"I leave your ladyship alone in your hermitage. How all the men in this assembly will envy the hermit!"

CHAPTER II.

"I AM glad to see you once more in the world," said Lady Glenalvon; "and I trust that you are now prepared to take that part in it which ought to be no mean one if you do justice to your talents and your nature."

KENELM.—"When you go to the theatre, and see one of the pieces which appear now to be the fashion, which would you rather be,—an actor or a looker-on?"

LADY GLENALVON.—"My dear young friend, your question saddens me." (After a pause.)—"But though I used a stage metaphor when I expressed my hope that you would take no mean part in the world, the world is not really a theatre. Life admits of no lookers-on. Speak to me frankly, as you used to do. Your face retains its old melancholy expression. Are you not happy?"

KENELM.—"Happy, as mortals go, I ought to be. I do not think I am unhappy. If my temper be melancholic, melancholy has a happiness of its own. Milton shows that there are as many charms in life to be found on the /Penseroso/ side of it as there are on the /Allegro/."

LADY GLENALVON.—"Kenelm, you saved the life of my poor son, and when, later, he was taken from me, I felt as if he had commended you to my care. When at the age of sixteen, with a boy's years and a man's heart, you came to London, did I not try to be to you almost as a mother? and did you not often tell me that you could confide to me the secrets of your heart more readily than to any other?"

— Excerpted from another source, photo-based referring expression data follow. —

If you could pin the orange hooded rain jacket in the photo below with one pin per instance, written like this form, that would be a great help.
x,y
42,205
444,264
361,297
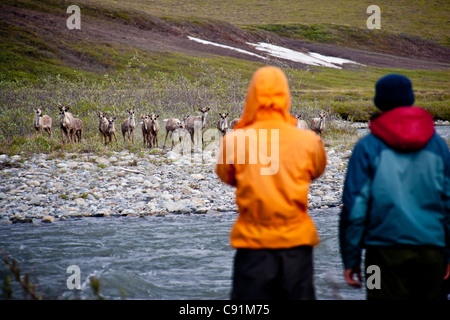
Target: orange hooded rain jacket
x,y
271,163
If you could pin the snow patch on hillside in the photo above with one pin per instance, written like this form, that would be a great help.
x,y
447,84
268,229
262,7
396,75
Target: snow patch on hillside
x,y
309,58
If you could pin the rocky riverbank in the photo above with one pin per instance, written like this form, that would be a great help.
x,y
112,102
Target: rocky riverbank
x,y
46,188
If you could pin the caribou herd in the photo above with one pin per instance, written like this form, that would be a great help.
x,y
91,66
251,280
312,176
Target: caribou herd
x,y
72,127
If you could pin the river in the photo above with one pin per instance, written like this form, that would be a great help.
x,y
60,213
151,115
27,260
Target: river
x,y
169,257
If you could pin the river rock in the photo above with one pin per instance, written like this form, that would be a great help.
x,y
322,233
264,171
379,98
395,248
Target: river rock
x,y
48,219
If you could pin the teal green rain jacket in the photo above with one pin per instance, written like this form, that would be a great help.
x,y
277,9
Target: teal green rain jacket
x,y
397,187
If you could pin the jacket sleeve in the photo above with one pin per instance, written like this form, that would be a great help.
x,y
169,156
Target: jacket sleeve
x,y
225,168
356,204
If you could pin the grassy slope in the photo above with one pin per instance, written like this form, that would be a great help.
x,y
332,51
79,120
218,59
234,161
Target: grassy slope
x,y
427,19
28,54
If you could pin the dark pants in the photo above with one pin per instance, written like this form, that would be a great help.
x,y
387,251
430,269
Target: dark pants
x,y
262,274
407,273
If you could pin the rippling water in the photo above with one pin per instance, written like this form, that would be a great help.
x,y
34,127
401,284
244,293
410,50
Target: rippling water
x,y
156,257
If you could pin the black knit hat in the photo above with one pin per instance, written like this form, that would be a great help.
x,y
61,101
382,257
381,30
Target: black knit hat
x,y
392,91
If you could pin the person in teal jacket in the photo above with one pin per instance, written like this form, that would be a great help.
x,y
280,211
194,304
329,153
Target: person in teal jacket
x,y
396,199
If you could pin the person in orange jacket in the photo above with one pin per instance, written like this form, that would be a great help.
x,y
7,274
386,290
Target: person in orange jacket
x,y
271,163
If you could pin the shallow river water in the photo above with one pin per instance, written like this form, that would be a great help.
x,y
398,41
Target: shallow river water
x,y
169,257
156,257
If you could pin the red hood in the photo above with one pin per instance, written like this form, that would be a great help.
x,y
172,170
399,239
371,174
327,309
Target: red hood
x,y
404,128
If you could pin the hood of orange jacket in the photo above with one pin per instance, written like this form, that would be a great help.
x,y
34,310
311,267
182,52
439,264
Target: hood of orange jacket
x,y
272,207
268,96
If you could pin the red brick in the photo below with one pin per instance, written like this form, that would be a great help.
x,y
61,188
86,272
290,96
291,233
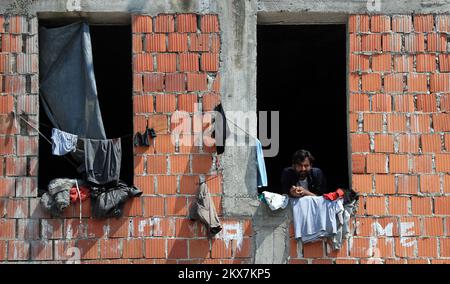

"You were to me," said Kenelm, with emotion, "that most precious and sustaining good genius which a youth can find at the threshold of life,—a woman gently wise, kindly sympathizing, shaming him by the spectacle of her own purity from all grosser errors, elevating him from mean tastes and objects by the exquisite, ineffable loftiness of soul which is only found in the noblest order of womanhood. Come, I will open my heart to you still. I fear it is more wayward than ever. It still feels estranged from the companionship and pursuits natural to my age and station. However, I have been seeking to brace and harden my nature, for the practical ends of life, by travel and adventure, chiefly among rougher varieties of mankind than we meet in drawing-rooms. Now, in compliance with the duty I owe to my dear father's wishes, I come back to these circles, which under your auspices I entered in boyhood, and which even then seemed to me so inane and artificial. Take a part in the world of these circles; such is your wish. My answer is brief. I have been doing my best to acquire a motive power, and have not succeeded. I see nothing that I care to strive for, nothing that I care to gain. The very times in which we live are to me, as to Hamlet, out of joint; and I am not born like Hamlet to set them right. Ah! if I could look on society through the spectacles with which the poor hidalgo in 'Gil Blas' looked on his meagre board,—spectacles by which cherries appear the size of peaches, and tomtits as large as turkeys! The imagination which is necessary to ambition is a great magnifier."

"I have known more than one man, now very eminent, very active, who at your age felt the same estrangement from the practical pursuits of others."

"And what reconciled those men to such pursuits?"